Sarge wrote:That being said, I do wish the SNES had a beefier processor.
The SNES CPU is a really weird compromise. The fact that Nintendo went with a CPU with a 6502 8-bit compatibility mode suggests they were thinking about backwards compatibility. I don't know if they just got late in the game and realized they didn't have time or money to finish implementing backwards compatibility and so were stuck with their CPU choice or if it was never an option and they evaluated the CPU completely on its 16-bit merits.
I'm wanting to say that the 65c816 was chosen both for that reason, and that there was a supply and they had a relationship with the supplier. It was probably also thought that, given the architectural similarities to the NES's chip, that it would be easier for devs to move over to it.
According to some of what I've been reading, it didn't actually make things much easier, if at all. The CPU has a lot of delays on various modes of memory access. And the APU had a completely dissimilar ASM requirement for programming. You can program that CPU in C. There were available compilers. But that would only help really for core program loops. All the graphics code would have to be custom ASM. So basically, when programming for the SNES, you had to use CPU ASM or C, graphics ASM, and audio ASM. But I also know that C compilers back then were pretty inefficient, so better results would always be had from doing ASM directly on the CPU. But stuff like collision detection is stuff they probably wouldn't try to do in C. Collision detection routines are pretty basic code, and should probably have been available in ASM. And it's collision detection that is almost always the culprit for slowdown when there's lots of stuff on-screen.
This was one advantage for the 68000 in the Genesis. It was VERY C friendly. It was designed to be easy for compilers to compile C code for.
Also, I might be talking out of my ass about the 85816. It's not a popular chip and so analysis of its capabilities is unreliable on the internet... Apple chose it for the IIGS so they'd have something to hold them over till the Macintosh was released, and the IIGS was deliberately designed so that it wouldn't be better than the Mac in any way.
I found an article mentioning Lucas Arts using Konami's ZAMN engine for one of their games. I'll try to find where I've heard about games that copied from Gradius 3. If I can't find an internet source, I'll post some disassembled code.
Doing SNES homebrew, something that is a huge limitation that doesn't get brought up a lot is VRAM size and DMA speed. Only 16kB is available for sprite animations, and only 4kB-5kB can be updated per frame.
Also, sprite patterns are arranged in a grid of 32 rows and 16 collumns, and you need to update 2 rows for 16x16 sprites and 4 updates for 32x32 sprites. You can get more sprites in by uploading several sprites at once, but I managed to get up to 4kB of individual 16x16 sprites per frame through a lot of optimisations.
How I got around these limits was I only update sprites when they need animation updates. I keep track of how much gets updated in one frame. If there is more than 4kB a frame, then it updates the sprites animation until next frame. Then it checks to see if there's already a copy of that sprite in VRAM, so that you can have copies of the same enemies and explosions without taking up more space. Then the sprites get stored in vram as a combination of 32x32 and 16x16 sprites cells. I have 24 designated slots for 32x32 and 32 slots for 16x16. The only downside is I haven't implemented anyway for animation frames to share sprite parts, or have copies of the same sprite parts within an animation frame.

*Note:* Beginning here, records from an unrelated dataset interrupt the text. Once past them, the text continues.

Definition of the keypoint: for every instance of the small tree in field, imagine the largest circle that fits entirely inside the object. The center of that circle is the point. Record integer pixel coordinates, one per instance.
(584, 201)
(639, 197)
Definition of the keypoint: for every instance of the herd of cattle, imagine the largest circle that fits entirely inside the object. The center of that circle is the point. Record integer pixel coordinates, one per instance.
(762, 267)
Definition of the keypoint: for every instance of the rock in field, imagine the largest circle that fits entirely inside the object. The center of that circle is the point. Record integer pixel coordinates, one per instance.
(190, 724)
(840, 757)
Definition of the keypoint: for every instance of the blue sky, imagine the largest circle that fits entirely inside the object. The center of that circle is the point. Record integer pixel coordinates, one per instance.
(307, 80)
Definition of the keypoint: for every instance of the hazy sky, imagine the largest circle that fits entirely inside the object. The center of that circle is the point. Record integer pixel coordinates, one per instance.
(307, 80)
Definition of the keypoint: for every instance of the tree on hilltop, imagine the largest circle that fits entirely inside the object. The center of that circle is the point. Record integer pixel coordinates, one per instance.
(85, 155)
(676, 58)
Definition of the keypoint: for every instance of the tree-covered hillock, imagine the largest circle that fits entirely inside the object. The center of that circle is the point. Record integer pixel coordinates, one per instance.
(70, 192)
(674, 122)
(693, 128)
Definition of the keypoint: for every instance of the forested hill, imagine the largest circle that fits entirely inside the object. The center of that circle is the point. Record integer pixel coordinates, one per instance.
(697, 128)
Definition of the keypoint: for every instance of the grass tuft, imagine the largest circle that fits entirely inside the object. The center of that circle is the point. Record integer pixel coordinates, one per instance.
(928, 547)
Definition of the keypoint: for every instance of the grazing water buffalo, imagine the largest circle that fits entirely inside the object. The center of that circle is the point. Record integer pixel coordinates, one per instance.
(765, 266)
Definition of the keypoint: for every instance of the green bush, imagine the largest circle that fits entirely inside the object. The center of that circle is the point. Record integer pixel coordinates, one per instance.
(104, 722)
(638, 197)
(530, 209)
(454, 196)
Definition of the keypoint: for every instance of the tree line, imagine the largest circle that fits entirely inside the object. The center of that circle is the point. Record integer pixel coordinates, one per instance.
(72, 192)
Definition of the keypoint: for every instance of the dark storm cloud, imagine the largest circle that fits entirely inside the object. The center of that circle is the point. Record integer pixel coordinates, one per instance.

Of course, I'm only doing this because I want a lot of smooth animation onscreen at once. Developers probably thought it wasn't a big deal because they thought the CPU wouldn't be able to handle the physics of the sprites anyway.
I don't like Wind Waker nearly as much as I remembered, as I outlined in the review I just posted. That's probably a pretty unpopular opinion, even with myself given how near-perfect the game was to 13 year old ElkinFencer.
Exhuminator wrote:Ecchi lords must unite for great justice.
ElkinFencer10 wrote:I don't like Wind Waker nearly as much as I remembered, as I outlined in the review I just posted. That's probably a pretty unpopular opinion, even with myself given how near-perfect the game was to 13 year old ElkinFencer.
Interesting.
When I played Wind Waker HD a few years ago, I ended up liking it even more than I did when I first played Wind Waker on Gamecube back at launch.